OTTAWA — Le premier ministre Mark Carney a approuvé la nomination de la juriste franco-ontarienne Kelly Burke comme prochaine commissaire aux langues officielles, et ce, pour un mandat de sept ans.

Le certificat de nomination a été déposé ce lundi aux Communes par Kevin Lamoureux, secrétaire parlementaire du leader du gouvernement à la Chambre des communes, après la période des questions. Sa nomination doit encore être approuvée par un comité parlementaire, puis par la Chambre des communes et le Sénat lors d’un vote, ce qui devrait en principe être une formalité.

À la fin de 2025, son nom avait été pressenti pour occuper cette fonction, elle qui doit remplacer Raymond Théberge, dont le mandat prend fin ce mercredi.

La Fédération des communautés francophones et acadienne (FCFA) du Canada a dit « accueillir positivement » l’arrivée de Mme Burke, soulignant que « ce n’est vraiment pas le moment de laisser vacant le poste de commissaire aux langues officielles ».

« Outre la connaissance de nos communautés, nous tenions à ce que la personne qui succéderait à Raymond Théberge connaisse bien la Loi sur les langues officielles modernisée et la nouvelle approche que celle-ci représente. Mme Burke coche plusieurs cases importantes et nous lui offrons notre entière collaboration », a indiqué Liane Roy, présidente de la FCFA dans un communiqué.

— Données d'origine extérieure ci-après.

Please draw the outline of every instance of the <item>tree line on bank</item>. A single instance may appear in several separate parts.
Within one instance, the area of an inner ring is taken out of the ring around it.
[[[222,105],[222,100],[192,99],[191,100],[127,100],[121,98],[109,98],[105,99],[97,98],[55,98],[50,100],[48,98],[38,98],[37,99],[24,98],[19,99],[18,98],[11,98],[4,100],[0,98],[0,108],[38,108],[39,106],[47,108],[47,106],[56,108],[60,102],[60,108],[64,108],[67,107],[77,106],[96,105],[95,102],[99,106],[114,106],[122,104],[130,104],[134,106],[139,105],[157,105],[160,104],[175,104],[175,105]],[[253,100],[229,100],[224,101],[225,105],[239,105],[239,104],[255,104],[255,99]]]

Kelly Burke a été commissaire aux services en français de l’Ontario de 2020 à 2023. La Franco-Ontarienne, originaire de Cornwall, a notamment occupé le poste de sous-ministre adjointe au ministère des Affaires francophones de l’Ontario. Elle arrive au moment même où Ottawa doit adopter des règlements visant à renforcer les pouvoirs du commissaire aux langues officielles, notamment pour les pénalités financières.

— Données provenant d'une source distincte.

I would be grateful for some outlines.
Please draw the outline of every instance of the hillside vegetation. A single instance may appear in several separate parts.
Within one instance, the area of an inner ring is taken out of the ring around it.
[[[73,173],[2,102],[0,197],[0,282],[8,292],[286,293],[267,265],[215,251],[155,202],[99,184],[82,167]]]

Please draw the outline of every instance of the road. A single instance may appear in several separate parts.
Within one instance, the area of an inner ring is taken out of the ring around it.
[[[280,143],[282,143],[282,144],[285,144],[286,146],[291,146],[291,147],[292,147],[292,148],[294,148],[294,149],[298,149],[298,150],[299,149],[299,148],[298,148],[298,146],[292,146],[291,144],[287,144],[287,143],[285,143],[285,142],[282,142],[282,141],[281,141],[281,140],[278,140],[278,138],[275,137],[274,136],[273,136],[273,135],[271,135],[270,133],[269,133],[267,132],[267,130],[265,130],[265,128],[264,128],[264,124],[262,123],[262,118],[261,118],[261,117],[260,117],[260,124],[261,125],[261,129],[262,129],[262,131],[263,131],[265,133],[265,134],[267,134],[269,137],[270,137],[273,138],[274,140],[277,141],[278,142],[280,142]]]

« Nous avons besoin d’une commissaire qui fera partie du processus pour veiller à ce que les règlements remplissent la promesse de la Loi sur les langues officielles modernisée », mentionne d’ailleurs Liane Roy.

Le mandat de sept ans de Raymond Théberge avait été prolongé deux fois au cours de la dernière année à titre intérimaire.